Social Comparisons in the Age of Social Media

When was the last time you scrolled through your Facebook newsfeed? How were you left feeling?

Meet Raj: a 20-something young professional working at a nondescript company. He clocks out from work on a Friday at 8:00pm and is looking forward to the weekend. As he gets into his car, he logs into Facebook. He sees Lady GaGa has a new single out, and he likes her video. He sees Shalini is still looking for a job, and he comments on her post, telling her the company he is working for is hiring interns, and a lot of interns end up getting full-time job offers at the end of their internship period. Good deed for the day done, he thinks, smiling.  He then sees Madan’s post on his feed. Madan, the boy who sat next to him in school, just got a full-time job offer from Google, Hyderabad. Raj’s right thumb hovers over Madan’s profile picture, and his heart sinks.

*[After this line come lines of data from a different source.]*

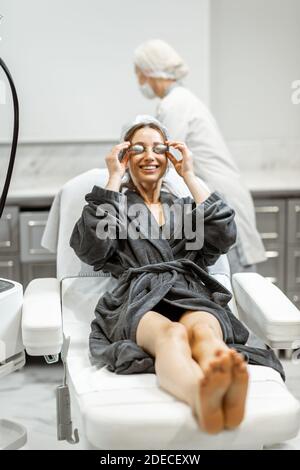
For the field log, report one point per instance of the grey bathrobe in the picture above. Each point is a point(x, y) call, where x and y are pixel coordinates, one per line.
point(155, 273)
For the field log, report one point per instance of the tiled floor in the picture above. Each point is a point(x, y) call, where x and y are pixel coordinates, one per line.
point(28, 397)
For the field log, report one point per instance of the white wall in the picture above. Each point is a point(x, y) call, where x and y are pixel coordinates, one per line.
point(72, 61)
point(255, 57)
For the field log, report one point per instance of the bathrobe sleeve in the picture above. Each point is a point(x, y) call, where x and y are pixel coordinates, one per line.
point(95, 235)
point(219, 228)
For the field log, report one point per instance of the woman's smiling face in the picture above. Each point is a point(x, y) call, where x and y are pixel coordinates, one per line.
point(148, 166)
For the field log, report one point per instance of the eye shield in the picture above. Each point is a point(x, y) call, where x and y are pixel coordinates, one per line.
point(137, 149)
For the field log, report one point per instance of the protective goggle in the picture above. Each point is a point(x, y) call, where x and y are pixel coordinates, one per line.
point(137, 149)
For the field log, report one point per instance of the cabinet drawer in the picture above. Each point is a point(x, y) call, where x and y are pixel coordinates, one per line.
point(294, 221)
point(32, 226)
point(270, 219)
point(293, 269)
point(9, 230)
point(274, 268)
point(37, 270)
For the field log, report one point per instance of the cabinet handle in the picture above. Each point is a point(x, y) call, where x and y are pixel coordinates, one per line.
point(5, 264)
point(36, 223)
point(5, 244)
point(269, 235)
point(266, 209)
point(37, 251)
point(271, 254)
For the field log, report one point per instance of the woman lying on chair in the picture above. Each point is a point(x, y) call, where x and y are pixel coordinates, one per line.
point(166, 314)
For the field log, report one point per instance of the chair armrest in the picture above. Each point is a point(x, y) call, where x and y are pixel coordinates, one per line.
point(41, 318)
point(267, 311)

When your self-worth (i.e. the way you feel about your value as a person) depends on “where you are at”, in comparison to someone else, you are engaging in what is called a social comparison. This can lead to inspiration if it is someone you admire and is clearly out of your league like Lady GaGa. When it is someone who is just like you, and doing much better than you (like Madan), you might not feel very good about yourself. It can, on the other hand, cause you to feel better about yourself if posts like Shalini’s pop up on your newsfeed (i.e. people who are worse off than you are).

The picture is harsher on the eyes when your sense of well-being (i.e. an overall judgement that your life is a good one) is low to begin with, and you are on a medium like Facebook: a social-media-verse populated with hundreds of people just like you from all over the world.  What more, they are more likely to post about the fun, good, crazy, wild nights, than the drearier, forgettable, and regrettable afternoons. Galen Panger, a User Experience Researcher who obtained his PhD in Information Systems with a specialization in Social Media Behavior from UC Berkeley, published a study in 2014 that supports this. When Panger conducted the study on 240 participants, he found that people lower in well-being reported more unfavorable social comparisons through social-media.

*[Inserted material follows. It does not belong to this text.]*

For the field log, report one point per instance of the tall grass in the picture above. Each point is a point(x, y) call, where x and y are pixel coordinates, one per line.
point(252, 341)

Furthermore, individuals with low well-being reported more unfavorable social comparisons on Facebook -a medium where you are more likely to connect with people just like you, talking about the better days- than on Twitter -a medium where you can also connect with celebrities and CEOs of top organizations, and are more likely to comment on current events and general happenings than your personal life. Galen Panger’s study, in the case of Twitter, implied that the presence of people who were not from the direct reference group (i.e. celebrities, organizations and public figures), was related to lesser tendencies to report unfavorable social comparisons. While this seems to suggest that more direct references to self on Facebook is what makes the medium so conducive to unfavorable social comparisons, the article admits that while evidence from the study is suggestive of this connection, the study only found a weak, indirect association, that is  higher presence of reference groups such as peers and colleagues did not map on to greater social comparison tendencies.

What can we do to avoid feeling this way? Deactivating Facebook might not be an option for everyone. Additionally, as previous television-related research indicates, the effect of social comparisons on the self is not unique to social media. The impact of social media on our self-worth is instead, a mere reflection and exacerbation of the way we respond to and navigate through the world. This is what science says we can do to feel better about ourselves, as we scroll past countless vacations, marriage proposals and check-ins at swanky cafes:

  1. Rewind to what you personally value. Is it being a hard worker? Is it being a good mother? Is it a strength, like courage, or creativity? Think back to when this core personal value became important to you. List the many ways you have displayed it in the past. How can you use it now, to solve the problems in front of you?

  2. Change your critical self-talk. Dr. Kristin Neff is an Associate Professor in Human Development from the University of Texas at Austin, known for her work on self-compassion. Dr. Neff’s website features resources to enhance self compassion. For example, a relevant exercise, to enhance compassion toward yourself,  involves noticing the next time you are self-critical (especially when you are passively scrolling down that Facebook News Feed). Treat your inner-critic, the one who calls you “worthless” with kindness too, rather than shutting her up (“stop it, idiot!”) as well. Request an audience with your inner, compassionate self. Think of what your more compassionate friend would say to you if she were sitting right next to you, watching you beat yourself up over not being good enough to have gotten that amazing job. “It’s all right, you have worked hard. You are doing well. It is not a race and you too, will get there soon, if you keep at it.” Give yourself a hug (wrap your arms around yourself!). You deserve it!